WASHINGTON (AP) — The White House has issued a veto threat ahead of a Senate vote Wednesday on ending U.S. support for the Saudi Arabian-led coalition fighting in Yemen.
The measure is co-sponsored by independent Sen. Bernie Sanders of Vermont and Republican Sen. Mike Lee of Utah. If it were to pass Congress, it would be the first time lawmakers have invoked the decades-old War Powers Resolution to halt American military involvement in a foreign conflict. It would also be another strong rebuke of President Donald Trump's support for Saudi Arabia, which has been a point of tension with Congress since the killing of journalist Jamal Khashoggi last year.
In its statement threatening a veto, the White House argued the U.S. support for the Saudis does not constitute engaging in "hostilities" and said the resolution is flawed and could undermine the fight against extremism. The Yemen resolution "seeks to override the President's determination as Commander in Chief," the statement said, and "would harm bilateral relationships in the region."
"By defining 'hostilities' to include defense cooperation such as aerial refueling," the statement said, the Yemen resolution could also "establish bad precedent for future legislation."
Speaking from the Senate floor Wednesday, Sen.
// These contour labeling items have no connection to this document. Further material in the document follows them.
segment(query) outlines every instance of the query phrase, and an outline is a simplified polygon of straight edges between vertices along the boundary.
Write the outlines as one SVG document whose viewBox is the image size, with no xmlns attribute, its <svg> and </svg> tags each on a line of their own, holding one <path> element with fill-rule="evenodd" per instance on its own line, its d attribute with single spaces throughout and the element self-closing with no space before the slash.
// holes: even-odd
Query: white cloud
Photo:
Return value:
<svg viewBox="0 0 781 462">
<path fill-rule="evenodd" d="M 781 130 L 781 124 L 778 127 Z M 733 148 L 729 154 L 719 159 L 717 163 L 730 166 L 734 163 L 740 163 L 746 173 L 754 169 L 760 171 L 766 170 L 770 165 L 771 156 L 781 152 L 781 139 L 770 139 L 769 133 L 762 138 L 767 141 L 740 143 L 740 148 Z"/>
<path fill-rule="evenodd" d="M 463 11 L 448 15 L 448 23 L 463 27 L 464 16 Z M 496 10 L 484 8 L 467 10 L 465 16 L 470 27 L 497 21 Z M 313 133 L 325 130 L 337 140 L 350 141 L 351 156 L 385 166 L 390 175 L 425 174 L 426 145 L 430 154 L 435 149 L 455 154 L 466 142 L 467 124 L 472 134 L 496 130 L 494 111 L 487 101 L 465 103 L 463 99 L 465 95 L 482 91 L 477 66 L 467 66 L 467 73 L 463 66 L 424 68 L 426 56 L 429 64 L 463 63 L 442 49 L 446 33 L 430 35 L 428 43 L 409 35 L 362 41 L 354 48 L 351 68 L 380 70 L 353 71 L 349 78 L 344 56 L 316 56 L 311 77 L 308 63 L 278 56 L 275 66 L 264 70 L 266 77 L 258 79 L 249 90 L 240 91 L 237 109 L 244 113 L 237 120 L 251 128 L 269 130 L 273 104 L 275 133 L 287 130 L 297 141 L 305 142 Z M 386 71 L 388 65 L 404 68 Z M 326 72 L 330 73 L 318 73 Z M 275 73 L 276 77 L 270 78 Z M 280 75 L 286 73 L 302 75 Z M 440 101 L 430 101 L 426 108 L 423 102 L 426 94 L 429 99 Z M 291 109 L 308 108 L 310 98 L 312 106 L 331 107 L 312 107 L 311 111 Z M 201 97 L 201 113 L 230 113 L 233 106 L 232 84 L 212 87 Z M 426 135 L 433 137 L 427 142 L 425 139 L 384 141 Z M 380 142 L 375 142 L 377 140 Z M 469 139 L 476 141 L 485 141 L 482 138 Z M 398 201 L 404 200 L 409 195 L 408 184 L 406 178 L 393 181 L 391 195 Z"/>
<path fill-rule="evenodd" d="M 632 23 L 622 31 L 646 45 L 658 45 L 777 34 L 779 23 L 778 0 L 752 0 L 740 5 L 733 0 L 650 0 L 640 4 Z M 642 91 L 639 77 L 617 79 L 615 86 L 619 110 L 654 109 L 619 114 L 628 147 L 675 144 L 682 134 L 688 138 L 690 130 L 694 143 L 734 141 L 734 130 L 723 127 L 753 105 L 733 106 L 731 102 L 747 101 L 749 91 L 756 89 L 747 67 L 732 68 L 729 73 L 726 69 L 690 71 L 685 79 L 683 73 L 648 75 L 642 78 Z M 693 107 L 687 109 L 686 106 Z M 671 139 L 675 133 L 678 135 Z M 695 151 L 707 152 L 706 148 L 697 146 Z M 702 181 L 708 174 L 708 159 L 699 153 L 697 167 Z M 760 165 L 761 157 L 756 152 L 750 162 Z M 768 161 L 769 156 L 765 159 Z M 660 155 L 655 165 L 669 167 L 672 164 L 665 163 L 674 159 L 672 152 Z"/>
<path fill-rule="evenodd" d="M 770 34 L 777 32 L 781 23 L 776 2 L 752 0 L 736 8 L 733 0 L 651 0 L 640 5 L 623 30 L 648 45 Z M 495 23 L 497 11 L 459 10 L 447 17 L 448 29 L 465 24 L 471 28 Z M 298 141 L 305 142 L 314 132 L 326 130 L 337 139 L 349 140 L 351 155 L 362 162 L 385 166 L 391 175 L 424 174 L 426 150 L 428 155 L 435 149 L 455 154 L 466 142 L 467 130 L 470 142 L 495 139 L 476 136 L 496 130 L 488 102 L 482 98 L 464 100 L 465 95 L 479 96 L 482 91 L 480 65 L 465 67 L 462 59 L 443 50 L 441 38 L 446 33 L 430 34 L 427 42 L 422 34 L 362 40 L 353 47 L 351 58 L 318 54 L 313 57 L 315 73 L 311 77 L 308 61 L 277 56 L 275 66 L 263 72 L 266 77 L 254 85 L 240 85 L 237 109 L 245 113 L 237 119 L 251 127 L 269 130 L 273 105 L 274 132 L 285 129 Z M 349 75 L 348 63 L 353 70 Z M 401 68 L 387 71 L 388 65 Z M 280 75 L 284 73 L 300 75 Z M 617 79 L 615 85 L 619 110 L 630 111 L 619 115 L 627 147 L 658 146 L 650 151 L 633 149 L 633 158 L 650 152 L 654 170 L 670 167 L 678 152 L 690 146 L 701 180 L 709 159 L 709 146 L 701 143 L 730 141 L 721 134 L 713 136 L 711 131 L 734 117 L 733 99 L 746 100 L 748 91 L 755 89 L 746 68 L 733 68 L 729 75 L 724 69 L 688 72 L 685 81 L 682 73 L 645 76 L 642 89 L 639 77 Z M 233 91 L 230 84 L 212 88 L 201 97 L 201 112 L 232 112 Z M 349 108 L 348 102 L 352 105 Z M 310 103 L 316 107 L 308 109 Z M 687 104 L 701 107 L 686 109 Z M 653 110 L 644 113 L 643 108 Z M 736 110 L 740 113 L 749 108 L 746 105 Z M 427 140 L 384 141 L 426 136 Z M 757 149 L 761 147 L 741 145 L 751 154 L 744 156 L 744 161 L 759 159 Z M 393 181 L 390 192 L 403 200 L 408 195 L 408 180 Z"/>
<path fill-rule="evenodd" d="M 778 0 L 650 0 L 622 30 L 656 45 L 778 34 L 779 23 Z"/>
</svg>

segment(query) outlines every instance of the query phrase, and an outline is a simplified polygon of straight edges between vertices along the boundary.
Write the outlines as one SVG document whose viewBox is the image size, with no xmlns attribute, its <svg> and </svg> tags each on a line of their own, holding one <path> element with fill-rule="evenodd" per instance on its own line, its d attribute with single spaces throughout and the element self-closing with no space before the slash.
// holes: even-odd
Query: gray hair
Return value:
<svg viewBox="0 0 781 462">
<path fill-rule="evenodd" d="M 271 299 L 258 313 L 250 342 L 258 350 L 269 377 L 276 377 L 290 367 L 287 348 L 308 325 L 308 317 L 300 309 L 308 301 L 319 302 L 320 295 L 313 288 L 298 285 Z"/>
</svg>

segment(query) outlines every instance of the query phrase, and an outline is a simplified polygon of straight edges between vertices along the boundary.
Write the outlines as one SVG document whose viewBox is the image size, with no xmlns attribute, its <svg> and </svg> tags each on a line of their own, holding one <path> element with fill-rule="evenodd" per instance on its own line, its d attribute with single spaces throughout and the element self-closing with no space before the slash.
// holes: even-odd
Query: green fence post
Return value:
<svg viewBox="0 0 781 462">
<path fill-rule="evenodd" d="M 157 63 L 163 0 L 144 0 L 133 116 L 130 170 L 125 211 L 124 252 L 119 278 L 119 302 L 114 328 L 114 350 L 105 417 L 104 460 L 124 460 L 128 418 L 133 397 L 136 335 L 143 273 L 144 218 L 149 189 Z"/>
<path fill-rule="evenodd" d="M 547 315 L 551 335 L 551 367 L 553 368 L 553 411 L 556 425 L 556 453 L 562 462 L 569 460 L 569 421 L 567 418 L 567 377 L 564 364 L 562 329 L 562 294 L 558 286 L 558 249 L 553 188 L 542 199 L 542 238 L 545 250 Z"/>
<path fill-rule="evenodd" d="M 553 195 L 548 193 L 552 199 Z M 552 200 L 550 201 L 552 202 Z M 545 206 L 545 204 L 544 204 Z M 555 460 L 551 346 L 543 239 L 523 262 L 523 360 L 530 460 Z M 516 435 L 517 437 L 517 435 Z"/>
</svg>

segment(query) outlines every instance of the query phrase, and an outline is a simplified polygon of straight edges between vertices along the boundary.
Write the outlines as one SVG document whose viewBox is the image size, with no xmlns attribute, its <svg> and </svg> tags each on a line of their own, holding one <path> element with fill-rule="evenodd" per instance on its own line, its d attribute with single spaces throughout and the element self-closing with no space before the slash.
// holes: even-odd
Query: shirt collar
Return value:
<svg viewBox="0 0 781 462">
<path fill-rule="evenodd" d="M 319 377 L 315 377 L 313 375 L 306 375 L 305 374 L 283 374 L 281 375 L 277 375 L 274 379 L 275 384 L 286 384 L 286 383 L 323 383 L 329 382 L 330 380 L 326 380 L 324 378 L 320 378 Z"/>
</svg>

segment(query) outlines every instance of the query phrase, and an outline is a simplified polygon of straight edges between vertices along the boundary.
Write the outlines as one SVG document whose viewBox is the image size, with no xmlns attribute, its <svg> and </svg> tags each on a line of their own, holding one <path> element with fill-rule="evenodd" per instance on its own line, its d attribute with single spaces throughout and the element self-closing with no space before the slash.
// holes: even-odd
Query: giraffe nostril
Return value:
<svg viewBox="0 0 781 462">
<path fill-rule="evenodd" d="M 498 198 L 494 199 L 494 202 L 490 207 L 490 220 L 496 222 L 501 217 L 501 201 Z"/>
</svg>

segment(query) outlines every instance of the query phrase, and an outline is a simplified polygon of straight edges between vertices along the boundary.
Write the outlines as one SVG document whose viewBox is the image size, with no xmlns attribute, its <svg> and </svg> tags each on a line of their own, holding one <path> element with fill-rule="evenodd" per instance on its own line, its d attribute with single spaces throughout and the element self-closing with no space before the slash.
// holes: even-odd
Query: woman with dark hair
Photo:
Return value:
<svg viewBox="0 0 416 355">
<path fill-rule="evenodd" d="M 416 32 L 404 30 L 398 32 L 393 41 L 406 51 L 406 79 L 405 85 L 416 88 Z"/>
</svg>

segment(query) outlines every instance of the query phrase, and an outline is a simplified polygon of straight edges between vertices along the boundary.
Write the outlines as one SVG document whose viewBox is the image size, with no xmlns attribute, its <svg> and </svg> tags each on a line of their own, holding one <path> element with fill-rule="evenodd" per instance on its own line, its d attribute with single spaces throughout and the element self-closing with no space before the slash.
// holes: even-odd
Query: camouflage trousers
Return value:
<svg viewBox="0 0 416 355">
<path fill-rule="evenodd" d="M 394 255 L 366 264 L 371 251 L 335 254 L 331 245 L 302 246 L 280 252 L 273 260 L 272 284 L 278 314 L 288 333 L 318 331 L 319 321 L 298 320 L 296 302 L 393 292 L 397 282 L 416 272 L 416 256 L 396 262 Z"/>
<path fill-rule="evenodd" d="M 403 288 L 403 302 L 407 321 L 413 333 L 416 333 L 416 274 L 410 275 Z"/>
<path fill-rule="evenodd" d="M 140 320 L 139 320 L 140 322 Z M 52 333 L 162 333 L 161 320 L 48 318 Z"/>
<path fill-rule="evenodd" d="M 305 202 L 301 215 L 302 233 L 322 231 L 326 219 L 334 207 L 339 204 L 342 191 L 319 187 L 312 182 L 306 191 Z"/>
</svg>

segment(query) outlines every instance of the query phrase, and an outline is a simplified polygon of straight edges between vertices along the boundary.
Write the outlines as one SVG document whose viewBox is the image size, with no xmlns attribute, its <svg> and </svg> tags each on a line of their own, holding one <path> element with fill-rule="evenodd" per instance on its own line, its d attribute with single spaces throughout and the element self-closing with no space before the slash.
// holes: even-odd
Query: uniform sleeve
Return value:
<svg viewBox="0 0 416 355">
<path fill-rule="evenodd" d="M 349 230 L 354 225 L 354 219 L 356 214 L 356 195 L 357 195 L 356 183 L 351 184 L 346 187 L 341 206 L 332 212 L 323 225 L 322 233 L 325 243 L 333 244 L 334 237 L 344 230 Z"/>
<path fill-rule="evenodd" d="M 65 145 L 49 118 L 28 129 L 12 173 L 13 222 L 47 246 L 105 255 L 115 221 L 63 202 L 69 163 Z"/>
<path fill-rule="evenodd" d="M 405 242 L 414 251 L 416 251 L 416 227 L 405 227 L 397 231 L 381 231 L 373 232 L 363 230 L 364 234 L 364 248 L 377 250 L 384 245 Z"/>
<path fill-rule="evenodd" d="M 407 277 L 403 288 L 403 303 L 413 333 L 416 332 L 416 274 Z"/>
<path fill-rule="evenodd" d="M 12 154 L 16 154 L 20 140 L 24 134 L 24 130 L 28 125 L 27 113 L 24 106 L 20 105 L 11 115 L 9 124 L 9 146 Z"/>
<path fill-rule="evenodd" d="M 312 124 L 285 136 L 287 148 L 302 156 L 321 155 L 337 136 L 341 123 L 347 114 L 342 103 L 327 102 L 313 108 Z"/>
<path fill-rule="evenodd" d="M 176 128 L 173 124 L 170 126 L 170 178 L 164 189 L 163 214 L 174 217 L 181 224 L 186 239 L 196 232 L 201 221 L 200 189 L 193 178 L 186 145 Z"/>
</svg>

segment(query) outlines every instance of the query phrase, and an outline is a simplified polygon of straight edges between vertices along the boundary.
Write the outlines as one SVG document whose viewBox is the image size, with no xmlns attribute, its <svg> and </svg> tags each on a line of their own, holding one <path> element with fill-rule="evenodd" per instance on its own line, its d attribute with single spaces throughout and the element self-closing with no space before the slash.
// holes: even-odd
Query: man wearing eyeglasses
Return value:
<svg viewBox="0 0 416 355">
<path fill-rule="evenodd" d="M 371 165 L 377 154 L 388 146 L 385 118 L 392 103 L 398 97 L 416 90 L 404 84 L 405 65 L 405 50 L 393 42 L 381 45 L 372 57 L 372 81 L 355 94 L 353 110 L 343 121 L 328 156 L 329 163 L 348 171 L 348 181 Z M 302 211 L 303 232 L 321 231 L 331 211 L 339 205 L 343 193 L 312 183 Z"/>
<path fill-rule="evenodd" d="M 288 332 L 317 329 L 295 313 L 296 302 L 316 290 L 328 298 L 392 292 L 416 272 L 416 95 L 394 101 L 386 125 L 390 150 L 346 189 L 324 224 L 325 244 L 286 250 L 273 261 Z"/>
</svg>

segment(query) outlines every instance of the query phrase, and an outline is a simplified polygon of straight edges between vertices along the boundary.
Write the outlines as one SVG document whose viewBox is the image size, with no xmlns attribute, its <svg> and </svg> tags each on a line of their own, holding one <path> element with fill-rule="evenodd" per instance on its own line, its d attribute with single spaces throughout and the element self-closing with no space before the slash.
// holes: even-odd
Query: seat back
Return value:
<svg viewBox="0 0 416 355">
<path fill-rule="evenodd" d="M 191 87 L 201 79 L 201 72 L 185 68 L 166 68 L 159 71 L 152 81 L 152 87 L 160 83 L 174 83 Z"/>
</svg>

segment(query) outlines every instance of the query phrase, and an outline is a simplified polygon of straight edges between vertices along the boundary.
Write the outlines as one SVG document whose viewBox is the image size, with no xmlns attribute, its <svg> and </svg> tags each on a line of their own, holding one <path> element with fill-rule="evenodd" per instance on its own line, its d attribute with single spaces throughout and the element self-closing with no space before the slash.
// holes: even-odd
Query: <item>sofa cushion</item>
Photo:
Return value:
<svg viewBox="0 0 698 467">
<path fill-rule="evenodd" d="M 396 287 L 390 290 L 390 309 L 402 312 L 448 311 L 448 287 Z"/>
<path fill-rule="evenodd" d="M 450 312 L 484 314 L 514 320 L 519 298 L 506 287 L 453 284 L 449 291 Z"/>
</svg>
Majority Leader Mitch McConnell, R-Ky., urged his colleagues to oppose the measure, calling it "inappropriate and counterproductive." He said concerns about the war are understandable, but passing the resolution "will not enhance America's diplomatic leverage" and will make it more difficult for the U.S. to end the conflict in Yemen and minimize civilian casualties.
"We should not use this specific vote on a specific policy decision as some proxy for all the Senate's broad feelings about foreign affairs. Concerns about Saudi human rights issues should be directly addressed with the administration and with Saudi officials," McConnell said.
A similar resolution to end support for the Yemen war passed the Senate in December, but it was not taken up under the then Republican-controlled House. If the Lee and Sanders resolution passes the Senate, it will have to go back to the House for approval before reaching Trump's desk.
Approaching its fifth year, the war in Yemen has killed thousands and left thousands more on the brink of starvation, creating what the United Nations called the world's worst humanitarian crisis.
"This war is both a humanitarian and a strategic disaster, and Congress has the opportunity to end it," Sanders in a statement ahead of the vote. "For the first time in 45 years, Congress must exercise its power under the War Powers Resolution and remove the U.S. from this war in Yemen."